4. The lithium ion battery of claim 1, wherein the portions of the array of carbon nanotubes that extend from the composite layer are aligned in a common direction.

5. The lithium ion battery of claim 1, wherein the portions of the array of carbon nanotubes that extend from the composite layer are aligned in a common direction more than the portion of the array of carbon nanotubes that is anchored in the composite layer.

6. The lithium ion battery of claim 1, wherein a portion of the array of carbon nanotubes anchored in the composite layer is misaligned.

7. The lithium ion battery of claim 1, wherein a portion of the array of carbon nanotubes anchored in the composite layer is entangled in the composite layer.

8. The lithium ion battery of claim 1, wherein the carbon nanotubes comprise multi-walled tubes.

9. The lithium ion battery of claim 1, wherein the carbon nanotubes comprise carbon nanofibers.

10. A method of forming a structure for a lithium ion battery, the method comprising the steps of:

forming a conductive composite layer having an array of carbon nanotubes, wherein

At least a first portion of the length of the carbon nanotube array protruding from the conductive composite layer; and

at least a second portion of the length of the carbon nanotube array is embedded in the conductive composite layer;

forming a layer of an electrolyte solution, wherein a first portion of the array of carbon nanotubes extends into the electrolyte solution, wherein the electrolyte solution contains silicon powder or alloyed silicon powder.
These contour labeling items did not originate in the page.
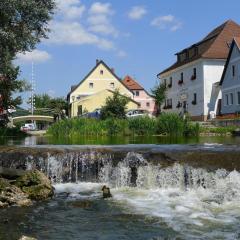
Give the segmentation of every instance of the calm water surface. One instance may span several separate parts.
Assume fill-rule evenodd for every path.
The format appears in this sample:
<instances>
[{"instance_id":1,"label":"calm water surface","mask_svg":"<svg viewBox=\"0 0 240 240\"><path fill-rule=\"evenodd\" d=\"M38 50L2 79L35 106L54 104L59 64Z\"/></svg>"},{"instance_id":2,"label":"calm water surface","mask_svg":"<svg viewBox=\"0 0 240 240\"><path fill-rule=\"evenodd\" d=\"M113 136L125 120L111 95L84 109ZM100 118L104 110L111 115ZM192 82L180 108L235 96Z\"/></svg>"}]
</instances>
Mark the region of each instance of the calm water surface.
<instances>
[{"instance_id":1,"label":"calm water surface","mask_svg":"<svg viewBox=\"0 0 240 240\"><path fill-rule=\"evenodd\" d=\"M0 137L0 145L124 145L124 144L234 144L240 145L240 137L82 137L82 138L53 138L53 137Z\"/></svg>"}]
</instances>

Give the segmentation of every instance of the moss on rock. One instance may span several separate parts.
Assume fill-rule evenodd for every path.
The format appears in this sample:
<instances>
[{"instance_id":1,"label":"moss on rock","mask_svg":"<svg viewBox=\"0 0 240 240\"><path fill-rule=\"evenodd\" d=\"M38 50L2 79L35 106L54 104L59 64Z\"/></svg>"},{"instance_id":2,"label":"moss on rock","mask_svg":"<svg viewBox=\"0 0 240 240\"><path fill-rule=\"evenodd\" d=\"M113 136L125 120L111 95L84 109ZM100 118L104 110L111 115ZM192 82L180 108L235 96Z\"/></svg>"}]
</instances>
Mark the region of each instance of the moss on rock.
<instances>
[{"instance_id":1,"label":"moss on rock","mask_svg":"<svg viewBox=\"0 0 240 240\"><path fill-rule=\"evenodd\" d=\"M53 196L51 181L40 171L34 170L17 178L15 185L32 200L44 200Z\"/></svg>"}]
</instances>

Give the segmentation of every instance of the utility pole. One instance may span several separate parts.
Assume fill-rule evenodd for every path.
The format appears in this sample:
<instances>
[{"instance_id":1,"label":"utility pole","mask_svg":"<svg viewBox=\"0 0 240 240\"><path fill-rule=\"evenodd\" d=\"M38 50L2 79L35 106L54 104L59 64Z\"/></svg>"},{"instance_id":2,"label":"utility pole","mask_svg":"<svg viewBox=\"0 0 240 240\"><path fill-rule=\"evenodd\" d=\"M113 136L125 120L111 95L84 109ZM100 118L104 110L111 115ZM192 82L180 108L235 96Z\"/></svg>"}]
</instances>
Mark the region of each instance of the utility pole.
<instances>
[{"instance_id":1,"label":"utility pole","mask_svg":"<svg viewBox=\"0 0 240 240\"><path fill-rule=\"evenodd\" d=\"M33 115L35 109L35 76L34 76L34 62L32 61L32 78L31 78L31 114Z\"/></svg>"}]
</instances>

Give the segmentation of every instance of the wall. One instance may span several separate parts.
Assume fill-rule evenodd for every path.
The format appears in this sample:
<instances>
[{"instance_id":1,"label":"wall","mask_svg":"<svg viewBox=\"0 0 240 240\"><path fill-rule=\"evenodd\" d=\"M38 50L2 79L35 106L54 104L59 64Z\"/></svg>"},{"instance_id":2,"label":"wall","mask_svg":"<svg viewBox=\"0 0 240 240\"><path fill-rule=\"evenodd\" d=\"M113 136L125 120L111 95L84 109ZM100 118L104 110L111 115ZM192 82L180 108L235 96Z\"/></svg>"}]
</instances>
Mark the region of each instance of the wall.
<instances>
[{"instance_id":1,"label":"wall","mask_svg":"<svg viewBox=\"0 0 240 240\"><path fill-rule=\"evenodd\" d=\"M225 60L205 60L204 66L204 115L208 116L211 111L216 113L218 100L221 92L218 88Z\"/></svg>"},{"instance_id":2,"label":"wall","mask_svg":"<svg viewBox=\"0 0 240 240\"><path fill-rule=\"evenodd\" d=\"M103 90L94 95L85 97L80 101L72 103L71 117L78 116L78 106L81 105L83 111L86 109L88 112L93 112L95 109L101 108L103 105L105 105L106 98L111 97L112 95L113 93L111 91ZM128 110L137 108L137 103L133 101L130 101L127 105Z\"/></svg>"},{"instance_id":3,"label":"wall","mask_svg":"<svg viewBox=\"0 0 240 240\"><path fill-rule=\"evenodd\" d=\"M193 69L196 68L196 79L191 80L193 75ZM178 84L181 78L181 73L183 72L182 85ZM183 112L183 107L176 108L178 102L183 104L184 101L187 102L187 110L191 116L202 116L203 115L203 105L204 105L204 94L203 94L203 63L202 60L197 60L181 66L174 71L168 72L161 75L161 81L167 79L167 86L172 77L172 87L167 89L167 98L172 98L172 109L164 110L164 112ZM197 104L193 105L193 94L197 94Z\"/></svg>"},{"instance_id":4,"label":"wall","mask_svg":"<svg viewBox=\"0 0 240 240\"><path fill-rule=\"evenodd\" d=\"M147 110L151 114L156 113L156 104L155 100L145 91L145 90L133 90L133 92L139 92L139 96L136 94L133 95L133 99L140 103L140 109ZM147 106L149 103L149 106Z\"/></svg>"},{"instance_id":5,"label":"wall","mask_svg":"<svg viewBox=\"0 0 240 240\"><path fill-rule=\"evenodd\" d=\"M235 66L235 76L232 76L232 66ZM240 92L240 51L233 48L225 78L222 83L222 114L240 112L238 104L238 92ZM230 102L230 94L233 94L233 103ZM228 94L229 104L226 103L226 94Z\"/></svg>"},{"instance_id":6,"label":"wall","mask_svg":"<svg viewBox=\"0 0 240 240\"><path fill-rule=\"evenodd\" d=\"M100 72L103 71L103 74ZM93 83L93 88L89 88L89 83ZM114 83L114 88L110 86L111 83ZM73 101L73 97L75 101L77 97L89 96L95 94L99 91L110 89L115 90L119 89L121 94L127 95L129 97L133 97L131 91L129 91L113 74L109 71L102 63L98 65L98 67L85 79L84 82L80 84L80 86L75 89L70 95L70 103Z\"/></svg>"}]
</instances>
11. The method of claim 10, wherein the first portions of the lengths of the carbon nanotubes are aligned along a common direction.

12. The method of claim 10, wherein the second portion of the length of the carbon nanotubes is not aligned.

13. The method of claim 12, wherein the second portion of carbon nanotubes are entangled in a conductive composite layer.

14. The method of claim 12, further comprising forming the array of carbon nanotubes in a template having holes for aligning the carbon nanotubes during carbon nanotube formation.

15. The method of claim 14, further comprising removing the template.

16. The method of claim 10, further comprising forming the array of carbon nanotubes by a chemical vapor deposition process.

17. The method of claim 10, further comprising passing the substrate through an electrochemical bath comprising carbon nanotubes in solution, and electroplating a conductive layer to the substrate, wherein the conductive layer comprises the array of carbon nanotubes.

18. The method of claim 10, further comprising forming the conductive layer in an electrochemical bath comprising carbon nanotubes in solution.

19. The method of claim 18, wherein the conductive layer is formed on a portion of an electrochemical device and subsequently removed therefrom.

20. A method of forming a structure for a lithium ion battery, the method comprising the steps of:

passing the substrate through an electroplating solution having carbon nanotubes dispersed therein; and

electroplating a conductive composite layer having carbon nanotubes therein onto a substrate, wherein the carbon nanotubes at least partially protrude from the conductive composite layer;

forming a layer of an electrolyte solution, wherein the carbon nanotubes protrude from the conductive composite layer into the electrolyte solution, wherein the electrolyte solution contains silicon powder or alloyed silicon powder.

21. The method of claim 20, further comprising forming a magnetic field in the electroplating solution to at least partially align the carbon nanotubes when electroplating the conductive composite layer.

22. The method of claim 20, further comprising forming an electric field in the electroplating solution to at least partially align the carbon nanotubes when electroplating the conductive composite layer.

23. The method of claim 20, further comprising forming a magnetic field in the electroplating solution to increase the density of the carbon nanotubes in the solution when electroplating the conductive composite layer.

24. The method of claim 20, further comprising forming an electric field in the electroplating solution to increase the density of the carbon nanotubes in the solution when electroplating the conductive composite layer.

25. The method of claim 20, wherein the method comprises a roll-to-roll process.